The butterfly effect saying is a popular one, always relating back to chaos theory. Originally a study of the behaviour of dynamic systems that are highly sensitive to initial conditions, the theory has grown to describe any situation where a seemingly small change can be magnified to produce a much stronger change in outcome.
It is possible to find these dynamic systems almost anywhere, including in the commodities market. Time and again we find a strong relationship between seemingly entirely unconnected commodities. However, often as we begin to delve deeper into the relationship between those commodities, the connection becomes apparent.
In order to see a relationship between commodities we can use what is called the Spearman correlation coefficient. This is a measure of statistical relationship between two variables. If two graphs are perfectly correlated we get a coefficient of +1. When they are exact inversions of each other we get a coefficient of -1.
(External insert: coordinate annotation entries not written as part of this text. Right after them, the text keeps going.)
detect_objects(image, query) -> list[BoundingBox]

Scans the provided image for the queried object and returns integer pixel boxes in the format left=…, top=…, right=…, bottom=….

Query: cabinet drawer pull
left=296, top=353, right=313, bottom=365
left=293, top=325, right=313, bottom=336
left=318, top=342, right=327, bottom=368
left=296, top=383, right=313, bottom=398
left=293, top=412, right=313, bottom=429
Historically, there has been a very strong correlation between crude oil and edible oil prices. This relationship was in existence long before the introduction of biofuels and, therefore, is not solely due to the recent substitutability for fuel. The graph above shows the apparent relationship between crude oil and soya oil from the US. This could be shown to be a dynamic system of sorts, as a small change in crude oil prices can have a large effect on edible oil prices. This all works well, until there is excessive supply of vegetable oils or traders lose interest.
It is possible to find more unexpected correlations.
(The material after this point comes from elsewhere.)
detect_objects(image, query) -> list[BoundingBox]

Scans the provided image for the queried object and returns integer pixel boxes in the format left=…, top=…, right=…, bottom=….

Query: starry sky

It has been suggested that oil prices were the primary cause of the recession, rather than the financial upheaval on Wall Street and around the world. Past oil price spikes associated with Middle East conflicts were each followed by a global economic recession. The price of oil doubled over the period from June 2007 to June 2008 – a far bigger increase than any of the previous spikes. It is interesting that the increase in oil price can be attributed to speculation caused by the conflict in Iraq; nevertheless these prices swiftly dropped back to levels last seen in 2007.
So, how could a rise in oil prices cause a recession? As oil prices start to elevate, so do production and transport costs, reducing financial strength and setting the table for downturns. All this shows that oil prices can affect the prices of a broad range of commodities, however seemingly unconnected. As oil prices increase, so do prices throughout the food industry.
Sometimes, however, correlations can be less than first expected.
It is easy to imagine a relationship between grain prices and meat prices, with corn being used for chicken feed, thus raising the price of chicken production. However, this correlation is not as strong as that between crude oil and edible oils, varying from 0.4 up to 0.7. Of course numerous other circumstances affect the price, such as disease, oil, and labour and transportation costs, so the correlation is reduced. The butterfly wings still have an effect here, but its force is diminished by a number of other factors.
It is important to be careful. As we’ve mentioned, it is possible to find relationships between two commodities where, in reality, none exists. You need to know your market and use a great deal of judgement to be able to interpret the correlation results correctly.